При клиническом осмотре определяется череп ладьевидной формы с характерным выступанием кпереди верхнеглазничных краёв и лобных бугров. Лицевой скелет при данной форме синостоза не страдает (за исключением верхних краёв орбит).
На компьютерной томограмме черепа с 3D реконструкцией костей выявляется резкое сужение свода черепа в межвисочных и межтеменных интервалах. Расстояние между венечными швами также сужено. Размеры глазниц не изменяются. Определяется удлинение свода черепа в боковой (сагиттальной) проекции. При этом, при заращении только задних отделов сагиттального шва, определяются выраженные затылочные выбухания с опущением затылочной области относительно остальной части свода черепа. В аксиальной плоскости форма черепа имеет эллипсовидную форму с увеличением размера передней черепной ямки в продольном направлении и уменьшением её в поперечном направлении.

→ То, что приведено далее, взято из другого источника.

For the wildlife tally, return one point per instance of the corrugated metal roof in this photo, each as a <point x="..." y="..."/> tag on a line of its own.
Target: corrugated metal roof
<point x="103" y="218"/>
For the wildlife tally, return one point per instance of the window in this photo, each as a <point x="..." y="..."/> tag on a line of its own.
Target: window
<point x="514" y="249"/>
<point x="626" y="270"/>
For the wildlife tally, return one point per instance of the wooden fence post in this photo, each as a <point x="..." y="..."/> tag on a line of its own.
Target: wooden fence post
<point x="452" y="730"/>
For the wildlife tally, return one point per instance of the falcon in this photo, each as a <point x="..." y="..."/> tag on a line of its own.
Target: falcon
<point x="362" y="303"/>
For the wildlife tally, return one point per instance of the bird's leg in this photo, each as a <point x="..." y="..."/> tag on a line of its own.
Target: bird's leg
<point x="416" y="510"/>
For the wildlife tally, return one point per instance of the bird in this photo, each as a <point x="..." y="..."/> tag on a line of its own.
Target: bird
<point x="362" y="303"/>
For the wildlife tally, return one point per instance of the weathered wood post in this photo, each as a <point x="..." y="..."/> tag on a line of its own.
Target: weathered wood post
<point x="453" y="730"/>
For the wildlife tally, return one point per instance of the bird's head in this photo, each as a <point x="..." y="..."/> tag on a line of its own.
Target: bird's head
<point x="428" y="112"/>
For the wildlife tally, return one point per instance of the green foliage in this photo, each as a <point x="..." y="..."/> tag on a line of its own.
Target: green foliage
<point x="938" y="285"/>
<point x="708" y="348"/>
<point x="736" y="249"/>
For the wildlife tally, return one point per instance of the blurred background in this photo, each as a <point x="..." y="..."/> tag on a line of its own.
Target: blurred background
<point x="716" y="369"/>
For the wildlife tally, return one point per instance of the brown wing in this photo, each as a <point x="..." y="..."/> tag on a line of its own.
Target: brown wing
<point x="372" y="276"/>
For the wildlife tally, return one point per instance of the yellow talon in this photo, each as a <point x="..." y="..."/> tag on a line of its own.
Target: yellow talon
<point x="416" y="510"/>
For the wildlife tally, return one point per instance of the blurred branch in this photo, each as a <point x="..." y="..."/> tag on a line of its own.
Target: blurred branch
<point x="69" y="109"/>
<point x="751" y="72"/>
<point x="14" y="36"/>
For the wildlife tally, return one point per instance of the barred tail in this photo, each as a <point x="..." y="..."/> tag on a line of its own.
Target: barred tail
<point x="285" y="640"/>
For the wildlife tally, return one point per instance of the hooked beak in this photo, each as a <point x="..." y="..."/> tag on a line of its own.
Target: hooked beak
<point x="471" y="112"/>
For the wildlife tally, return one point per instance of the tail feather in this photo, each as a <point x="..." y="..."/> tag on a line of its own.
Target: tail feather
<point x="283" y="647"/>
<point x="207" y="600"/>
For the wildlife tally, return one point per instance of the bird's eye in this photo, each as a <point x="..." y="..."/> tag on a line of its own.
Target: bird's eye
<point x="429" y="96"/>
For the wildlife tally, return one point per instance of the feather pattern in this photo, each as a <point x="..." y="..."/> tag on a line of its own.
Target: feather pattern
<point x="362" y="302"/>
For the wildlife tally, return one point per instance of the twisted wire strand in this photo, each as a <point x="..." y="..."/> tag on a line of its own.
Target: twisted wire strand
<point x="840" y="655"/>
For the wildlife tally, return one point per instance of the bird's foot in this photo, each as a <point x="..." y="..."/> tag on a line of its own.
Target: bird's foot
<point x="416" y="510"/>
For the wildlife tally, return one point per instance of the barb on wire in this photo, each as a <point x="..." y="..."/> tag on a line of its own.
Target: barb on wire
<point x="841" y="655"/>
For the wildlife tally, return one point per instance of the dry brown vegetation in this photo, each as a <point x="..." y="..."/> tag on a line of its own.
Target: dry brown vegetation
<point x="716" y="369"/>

У пациентов со скафоцефалией увеличение внутричерепного давления встречается редко. Задержка умственного развития наблюдается в 0,6-2,4% случаев. По данным Virtanen (1999) неврологические расстройства у пациентов с данной формой синостоза возникают только в случае первичной аномалии головного мозга.
Лечение
Лечение данной формы синостоза может быть только хирургическим или в сочетании с ортопедическим лечением с использованием моделирующего пластикового шлема. Используются как открытые, так и эндоскопические оперативные вмешательства, направленные на удаление преждевременно сросшегося сагиттального шва и ремоделирование формы черепа.
Наряду с одномоментной коррекцией свода черепа возможно использование компрессионно-дистракционного остеосинтеза для постепенной нормализации размеров и формы черепа.
Подводя итог описанию методов лечения скафоцефалии, необходимо отметить, что для пациентов в возрасте младше 8 недель предпочтительнее использовать щадящие методики — варианты линейной краниоэктомии, тогда как для пациентов более старшего возраста возможно использование более радикальных методов коррекции свода черепа в связи с тем, что в этом возрасте рост головного мозга уже не способен корригировать форму черепа.